A few times a year, select musicians from all over North America come together in Kansas City.
Assembling with a few of their locally based colleagues just a few days before show time, they pull off an impressive feat: a concert encompassing centuries-worth of styles, and techniques both ancient and modern.
That is the model for the Spire Chamber Ensemble, one of Kansas City’s acclaimed professional choirs, which is preparing for a busy week: three different programs, incorporating seven languages, 90 percent a cappella and spanning 1,500 years of repertoire.
“One of our goals is to help the audience go through a journey," says Ben A. Spalding, Spire’s founder and artistic director (who is also director of music at Trinity Lutheran Church in Mission, Kansas).
“I really believe in the power of art and its importance in our society, especially choral music, because we have text. It teaches us to hold multiple truths," he says, "to be able to dialogue about our differences."
Along with its popular annual rendition of George Frideric Handel’s “Messiah,” this versatile group of musicians has adapted, over the years, from its early history performing works for choir and organ at Community of Christ in Independence, Missouri, with organist Jan Kraybill.
Now, the ensemble more often presents monumental works: newly commissioned pieces and re-discovered early virtuosic masterworks, never or rarely heard in Kansas City, often performed in cohort with the Spire Baroque Orchestra.
This weekend, the ensemble closes its eighth season with “Signature Spire" on June 30, sharing the full scope of Spires’ skills in a taut seventy-minute concert at Visitation Church. It’s the official release party for Spire’s first album, too, an exemplary collection of 20th century works, featuring Frank Martin’s “Mass for Double Choir.”
Then, on July 2 and 3, the ensemble performs in Helzberg Hall for the national convention of the American Guild of Organists.
Saturday's concert is “a highly eclectic program, perhaps one of the most eclectic,” Spalding says, “but I think people will really see the threads that connect the sections.”
This musical code switching is, in a way, the very essence of Spire.
“We really feel very passionate about changing our color, our vocal production, our diction, to meet the style needs,” Spalding says, and to make the switch wholly and immediately — “that’s something that we do really well.”

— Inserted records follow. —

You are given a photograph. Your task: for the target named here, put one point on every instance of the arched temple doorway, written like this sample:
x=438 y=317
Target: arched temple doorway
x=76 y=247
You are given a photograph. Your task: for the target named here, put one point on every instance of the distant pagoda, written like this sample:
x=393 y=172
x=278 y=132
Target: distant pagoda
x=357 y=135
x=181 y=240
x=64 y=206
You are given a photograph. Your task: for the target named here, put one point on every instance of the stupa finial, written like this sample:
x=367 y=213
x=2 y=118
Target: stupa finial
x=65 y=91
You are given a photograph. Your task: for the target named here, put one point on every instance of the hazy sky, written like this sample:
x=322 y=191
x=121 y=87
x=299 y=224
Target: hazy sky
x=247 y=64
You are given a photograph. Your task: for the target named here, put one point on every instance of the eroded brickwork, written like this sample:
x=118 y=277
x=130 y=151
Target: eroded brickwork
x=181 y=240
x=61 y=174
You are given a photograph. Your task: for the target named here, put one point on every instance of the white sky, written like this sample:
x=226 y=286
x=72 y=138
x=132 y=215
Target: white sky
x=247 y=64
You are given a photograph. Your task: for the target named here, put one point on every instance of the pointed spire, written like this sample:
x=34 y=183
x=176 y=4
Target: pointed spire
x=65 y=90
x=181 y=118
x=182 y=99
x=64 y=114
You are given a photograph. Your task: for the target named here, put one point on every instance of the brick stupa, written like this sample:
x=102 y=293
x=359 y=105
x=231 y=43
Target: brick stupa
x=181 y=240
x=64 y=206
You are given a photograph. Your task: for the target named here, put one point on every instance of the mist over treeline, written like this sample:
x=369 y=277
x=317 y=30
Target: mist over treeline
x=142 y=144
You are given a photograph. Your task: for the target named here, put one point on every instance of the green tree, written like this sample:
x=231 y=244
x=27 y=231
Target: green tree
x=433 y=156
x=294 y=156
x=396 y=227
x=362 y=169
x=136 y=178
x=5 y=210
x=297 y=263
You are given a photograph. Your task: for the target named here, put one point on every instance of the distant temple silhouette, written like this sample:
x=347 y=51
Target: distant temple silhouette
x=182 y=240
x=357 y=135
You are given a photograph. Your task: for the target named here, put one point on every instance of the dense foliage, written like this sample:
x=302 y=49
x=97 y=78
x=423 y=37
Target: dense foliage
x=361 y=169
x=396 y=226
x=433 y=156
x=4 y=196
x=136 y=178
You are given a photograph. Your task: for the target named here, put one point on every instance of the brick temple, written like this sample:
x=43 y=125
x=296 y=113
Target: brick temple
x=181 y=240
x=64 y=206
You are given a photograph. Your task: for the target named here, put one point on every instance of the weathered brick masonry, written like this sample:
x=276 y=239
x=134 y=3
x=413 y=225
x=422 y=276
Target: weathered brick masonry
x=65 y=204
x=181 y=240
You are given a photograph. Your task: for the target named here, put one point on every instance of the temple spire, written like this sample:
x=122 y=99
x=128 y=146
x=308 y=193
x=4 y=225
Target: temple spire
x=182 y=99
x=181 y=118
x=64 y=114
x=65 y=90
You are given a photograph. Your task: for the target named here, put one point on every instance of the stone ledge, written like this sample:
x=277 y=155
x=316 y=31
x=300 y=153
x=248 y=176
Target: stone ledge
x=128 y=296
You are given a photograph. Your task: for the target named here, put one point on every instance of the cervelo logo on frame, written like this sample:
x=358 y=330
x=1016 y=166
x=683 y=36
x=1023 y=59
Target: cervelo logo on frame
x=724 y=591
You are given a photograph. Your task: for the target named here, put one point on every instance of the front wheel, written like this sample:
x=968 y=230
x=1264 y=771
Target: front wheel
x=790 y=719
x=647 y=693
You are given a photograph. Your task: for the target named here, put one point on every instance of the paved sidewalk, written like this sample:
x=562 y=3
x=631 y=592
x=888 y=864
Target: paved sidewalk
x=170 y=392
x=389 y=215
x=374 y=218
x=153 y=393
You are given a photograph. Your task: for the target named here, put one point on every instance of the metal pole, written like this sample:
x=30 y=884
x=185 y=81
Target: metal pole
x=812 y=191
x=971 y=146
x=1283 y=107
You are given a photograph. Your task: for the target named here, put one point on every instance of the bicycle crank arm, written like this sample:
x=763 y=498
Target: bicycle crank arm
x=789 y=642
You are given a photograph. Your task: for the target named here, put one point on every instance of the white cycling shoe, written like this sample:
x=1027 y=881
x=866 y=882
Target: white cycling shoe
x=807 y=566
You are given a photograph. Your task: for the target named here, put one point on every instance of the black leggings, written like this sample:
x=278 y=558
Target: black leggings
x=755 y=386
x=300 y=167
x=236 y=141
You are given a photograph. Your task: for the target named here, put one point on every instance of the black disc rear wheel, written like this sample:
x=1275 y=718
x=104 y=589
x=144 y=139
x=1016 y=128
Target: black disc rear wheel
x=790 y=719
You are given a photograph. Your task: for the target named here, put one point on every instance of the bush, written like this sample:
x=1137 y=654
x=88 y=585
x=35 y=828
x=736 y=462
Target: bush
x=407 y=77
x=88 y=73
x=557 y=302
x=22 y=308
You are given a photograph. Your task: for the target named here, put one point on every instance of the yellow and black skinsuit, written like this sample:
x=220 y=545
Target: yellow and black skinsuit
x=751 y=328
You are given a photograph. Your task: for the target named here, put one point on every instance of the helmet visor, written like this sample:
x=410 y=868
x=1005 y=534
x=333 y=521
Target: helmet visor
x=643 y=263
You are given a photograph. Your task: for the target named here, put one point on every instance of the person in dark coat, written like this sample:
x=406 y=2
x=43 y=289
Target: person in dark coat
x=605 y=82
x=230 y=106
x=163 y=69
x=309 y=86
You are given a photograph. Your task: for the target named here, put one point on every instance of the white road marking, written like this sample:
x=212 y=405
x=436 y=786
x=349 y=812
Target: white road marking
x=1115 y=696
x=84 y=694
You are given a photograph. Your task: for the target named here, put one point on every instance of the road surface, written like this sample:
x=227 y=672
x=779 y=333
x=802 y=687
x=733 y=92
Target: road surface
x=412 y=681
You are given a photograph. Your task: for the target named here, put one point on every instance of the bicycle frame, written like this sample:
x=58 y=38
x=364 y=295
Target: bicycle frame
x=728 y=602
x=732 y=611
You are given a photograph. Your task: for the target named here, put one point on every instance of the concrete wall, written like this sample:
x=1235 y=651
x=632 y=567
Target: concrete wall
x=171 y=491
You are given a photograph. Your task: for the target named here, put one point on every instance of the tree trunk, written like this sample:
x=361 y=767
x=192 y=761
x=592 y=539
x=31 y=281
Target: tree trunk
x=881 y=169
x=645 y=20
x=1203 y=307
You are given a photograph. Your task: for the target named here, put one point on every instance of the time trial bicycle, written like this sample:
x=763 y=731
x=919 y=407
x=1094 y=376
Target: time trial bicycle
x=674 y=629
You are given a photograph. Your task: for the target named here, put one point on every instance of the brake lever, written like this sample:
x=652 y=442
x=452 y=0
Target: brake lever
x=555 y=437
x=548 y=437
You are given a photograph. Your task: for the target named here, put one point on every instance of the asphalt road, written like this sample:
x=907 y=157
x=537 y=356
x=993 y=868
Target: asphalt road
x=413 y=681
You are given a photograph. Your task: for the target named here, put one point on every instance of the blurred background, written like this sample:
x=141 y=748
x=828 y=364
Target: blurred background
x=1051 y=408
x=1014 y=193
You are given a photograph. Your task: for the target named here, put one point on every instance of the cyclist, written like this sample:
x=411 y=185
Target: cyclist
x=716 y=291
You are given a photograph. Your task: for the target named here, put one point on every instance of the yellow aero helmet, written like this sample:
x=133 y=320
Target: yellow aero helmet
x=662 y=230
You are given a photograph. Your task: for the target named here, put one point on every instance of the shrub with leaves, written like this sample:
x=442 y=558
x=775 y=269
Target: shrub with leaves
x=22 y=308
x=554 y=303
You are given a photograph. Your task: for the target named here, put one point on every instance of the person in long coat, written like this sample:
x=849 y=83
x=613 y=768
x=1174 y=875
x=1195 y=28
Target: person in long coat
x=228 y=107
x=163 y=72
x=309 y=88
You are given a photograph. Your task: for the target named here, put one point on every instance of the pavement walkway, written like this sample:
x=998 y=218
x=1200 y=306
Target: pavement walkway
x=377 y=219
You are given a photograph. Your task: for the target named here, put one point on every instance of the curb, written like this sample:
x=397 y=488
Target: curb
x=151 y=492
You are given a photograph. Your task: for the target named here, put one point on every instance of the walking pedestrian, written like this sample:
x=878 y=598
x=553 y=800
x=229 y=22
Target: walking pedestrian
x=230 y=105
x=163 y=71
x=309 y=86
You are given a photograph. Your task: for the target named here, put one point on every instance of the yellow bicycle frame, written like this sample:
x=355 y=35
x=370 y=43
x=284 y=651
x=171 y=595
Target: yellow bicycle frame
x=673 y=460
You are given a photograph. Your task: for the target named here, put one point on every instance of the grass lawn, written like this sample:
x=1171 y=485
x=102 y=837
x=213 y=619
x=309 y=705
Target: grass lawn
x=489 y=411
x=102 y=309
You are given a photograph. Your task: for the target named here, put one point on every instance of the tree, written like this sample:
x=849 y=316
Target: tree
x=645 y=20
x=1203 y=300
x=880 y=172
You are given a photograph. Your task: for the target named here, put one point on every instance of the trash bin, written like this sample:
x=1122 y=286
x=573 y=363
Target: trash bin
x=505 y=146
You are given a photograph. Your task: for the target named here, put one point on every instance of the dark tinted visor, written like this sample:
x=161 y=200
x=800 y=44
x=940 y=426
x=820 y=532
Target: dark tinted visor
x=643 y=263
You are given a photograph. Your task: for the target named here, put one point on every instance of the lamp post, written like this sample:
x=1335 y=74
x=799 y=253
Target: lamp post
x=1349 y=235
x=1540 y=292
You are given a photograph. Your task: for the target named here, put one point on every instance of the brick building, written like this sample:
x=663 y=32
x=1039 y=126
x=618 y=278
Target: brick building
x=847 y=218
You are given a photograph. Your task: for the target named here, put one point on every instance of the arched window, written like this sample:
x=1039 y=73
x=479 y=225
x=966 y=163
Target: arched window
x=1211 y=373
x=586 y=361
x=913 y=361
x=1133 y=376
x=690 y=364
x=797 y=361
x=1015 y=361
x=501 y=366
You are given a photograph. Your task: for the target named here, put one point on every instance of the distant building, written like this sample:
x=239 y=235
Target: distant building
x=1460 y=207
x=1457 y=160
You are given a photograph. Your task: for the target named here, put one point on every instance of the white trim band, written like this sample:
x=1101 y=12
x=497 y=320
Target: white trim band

“Signature Spire” draws its program from some of the ensemble’s best-loved performances. As is typical for their mixed-repertoire shows, Spalding organizes programs into thematic, through-performed sections, allowing one work to flow into the next, but mixing eras and styles.
“We really try showcase obscure choral works, but also give a breath of fresh air, after hearing something really difficult," says Spalding.
Within each section, applause is withheld between pieces as to not disrupt the flow. It makes for a riveting audience experience, where final notes of one piece ring into the beginnings of the next, and, instead of hammering palms together, audience members can bask in those reverberations.
It’s a bit like one of those choose your own adventure stories, jokes Spalding. The sources include both sacred and secular text, from the chants of 11th century abbess Hildegard of Bingen, through Baroque motets by Johann Sebastian Bach, Psalm settings from the 1600s, and selections from Sergei Rachmaninoff's 1915 "All-Night Vigil," to works from the American songbook by Dolly Parton, Moses Hogan and Shawn Kirchner.
"I think it’s important that we preserve our heritage of American song, which includes jazz and gospel and spirituals,” Spalding says. “That’s really the only thing we can claim, as a country."
Performing new works is another tenet of Spire's mission. This concert includes snippets from work Spire has premiered and offers a sneak peak at a newly commissioned piece written by Spalding for the American Guild of Organists’ grand opening ceremony.
Inspired by Benjamin Britten's "War Requiem," Spalding's "The Great War Requiem" honors the upcoming 100th anniversary of the Armistice, weaving the writings of World War I-era poets into a partly composed, partly improvised framework.
And improvising choir is neither a common practice, nor easy.
"Most choirs can't do this," Spalding says.
It's new to Spire, too. Through the last few years they've developed a system, with Spalding directing changes via hand signals. (Next season, they intend to perform a wholly improvised setting of the St. John gospel.)
The full piece, slated for a sold-out crowd in Helzberg Hall on July 2, runs about 35 minutes. Then on July 3, Spire performs all six of Bach's motets, also in Helzberg Hall.
This week’s events showcase an ensemble that adapts and grows by invigorating obscure works at the same time as it encourages creation of new works. Spire's well-crafted niche in the Kansas City choral community and nationwide is a testament to those “multiple truths” of art that Spalding talks about – its ability to embrace old and new, secular and sacred, war and peace.
Signature Spire, presented by the Spire Chamber Ensemble, 7:30 p.m. Saturday, June 30 at Visitation Church, 5141 Main, Kansas City, Missouri 64113. Tickets are $25 general admission; student tickets $10 available at the door.